PETALING JAYA (Feb 16): Asian investors of hotel properties will continue to feature in 2017, with groups from Singapore at the fore, according to global real estate firm JLL.

“Hong Kong-based buyers with capital connected to mainland China stand to be active as well,” said JLL Hotels and Hospitality Group, Asia Pacific head of research, Frank Sorgiovanni.

In its latest “Hotel Investment Outlook 2017”, JLL noted that hotel investment volumes in Asia Pacific are projected to remain in the US$8 billion (RM35.66 billion) to US$9 billion range this year, in line with the US$8.5 billion transacted in 2016.

Chinese appetite for hotel real estate remains even though Beijing has announced tighter measures on outbound capital in mid-December for “non-core” business activities.

“The potential weakening of the renminbi means investors will be on the lookout for opportunities in the US and Europe as a means to maximise returns and Chinese investors will always be seeking for trophy assets in global markets such as New York, London, Paris, Hong Kong, Tokyo and Sydney.

“Although Chinese capital will be active across global hotel markets, the overall deal flow however, will reduce, especially for transactions above US$1 billion, due to tighter capital controls,” noted Sorgiovanni.

Eyes on Japan, Australia and Southeast Asia

In the report, JLL noted that investors are keenly watching out for buying opportunities in Japan and Australia in 2017 with the former expected to see at least one trophy asset deal and limited service hotel portfolios entering its market while the latter has more hotels coming up to meet the demand from growing tourism, particularly in Sydney and Melbourne.

On Southeast Asia, buyers are looking at markets such as Thailand, Vietnam, Hong Kong and Singapore as these markets continue to record solid trading performance and strong tourism growth fundamentals.

“In fact, Singapore hit a record high for tourist arrivals last year.
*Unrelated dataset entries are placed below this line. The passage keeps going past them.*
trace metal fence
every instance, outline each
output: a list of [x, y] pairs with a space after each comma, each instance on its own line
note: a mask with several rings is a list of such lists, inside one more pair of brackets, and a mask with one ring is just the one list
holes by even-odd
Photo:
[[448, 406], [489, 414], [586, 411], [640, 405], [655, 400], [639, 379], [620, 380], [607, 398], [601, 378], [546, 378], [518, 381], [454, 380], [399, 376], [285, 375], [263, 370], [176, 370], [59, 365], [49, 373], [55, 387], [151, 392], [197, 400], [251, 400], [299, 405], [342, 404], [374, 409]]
The long-term arrivals profile is proven with both leisure and corporate travellers across resort markets and financial hub cities,” said Sorgiovanni.
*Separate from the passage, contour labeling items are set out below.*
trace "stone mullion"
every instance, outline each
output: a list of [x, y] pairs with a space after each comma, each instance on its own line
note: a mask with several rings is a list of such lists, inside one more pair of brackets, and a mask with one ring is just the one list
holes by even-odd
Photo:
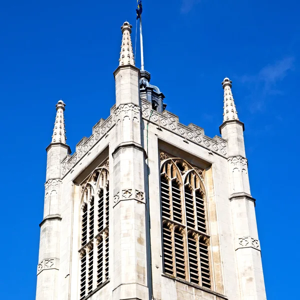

He added that Malaysia, Cambodia and Myanmar, where several high-profile transactions took place last year, are also prompting increased interest as inbound arrivals grow year-on-year.

Research from JLL also revealed that home-sharing platforms such as Airbnb and Homeaway account for about 10% of room bookings in top global markets.

“The hotel industry will be looking at creative partnerships with these alternative accommodation platforms, such as AccorHotels’ acquisition of Onefinestay in 2016,” said the report.

More M&A in the hotel industry

Mergers and acquisitions including high-profile deals such as Marriott International’s acquisition of Starwood Hotels & Resorts and HNA Tourism Group Co Ltd’s purchase of Carlson Hotels, are likely to continue this year, said JLL.

JLL noted that portfolios with a full range of offerings from service levels to geography are most attractive to investors.

“Hotel brands will always look to bolster their supply pipeline and the surest way to grow is often by acquiring operators with management and franchise contracts.

“We expect to see more consolidation among operators and real estate owners alike due to key players’ need to remain competitive through efforts that align growth strategies,” said JLL Hotels and Hospitality Group, senior vice-president, Lauro Ferroni.